To see feelingly is not only to see the facts, the statistics and the numbers, but also to understand and empathize with the circumstances that give them context. It opens the door of the heart to take actions that redress wrongs and bring justice.
Of course, as we are learning today, it is much easier to diagnose the errors of the past than to find our path to a better future, and Shakespeare offers us no false hope. It’s always interesting to note where his stories depart from their source material, for those departures reveal something of his craft and, perhaps, of his point of view. In the case of King Lear, his vision seems especially bleak – even bleaker, perhaps, than the reality on which it drew.
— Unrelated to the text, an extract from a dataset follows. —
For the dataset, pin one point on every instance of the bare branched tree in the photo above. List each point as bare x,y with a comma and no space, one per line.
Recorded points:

Scholar Alan Nelson made a remarkable discovery about the household of one William Tailer, who lived near Shakespeare’s rented apartment in London’s St Olave’s parish. Archival records show that, in late 1605, the plague killed Tailer, his two sons and two servants – but his newborn daughter survived. She was christened with a name unusual for the time: Cordelia. This happened as Shakespeare began work on King Lear.
Did Shakespeare know this family? Did he transmute their tragedies into one even darker? For while Tailer’s Cordelia survived, her namesake in King Lear does not. Even though Lear, in his journey through madness, finds social justice, faith in humanity and love – and thereby discovers his soul – Cordelia’s death, along with his own, suggests that there is no victory for hope in this world. And yet ...
At a time of disease and deep division, perhaps Shakespeare was inviting us – especially those who are young – to write a different story within our own lives, the lives of our families and, ultimately, the life of our whole world. “And worse I may be yet,” Edgar says in the play. “The worst is not / So long as we can say, ‘This is the worst.’” But Edgar does not give up. Nor can we. We too must “see feelingly” and act accordingly. Perhaps this time of plague will afford us an opportunity for a new start: a new world of empathy in which numbers alone do not dictate human worth.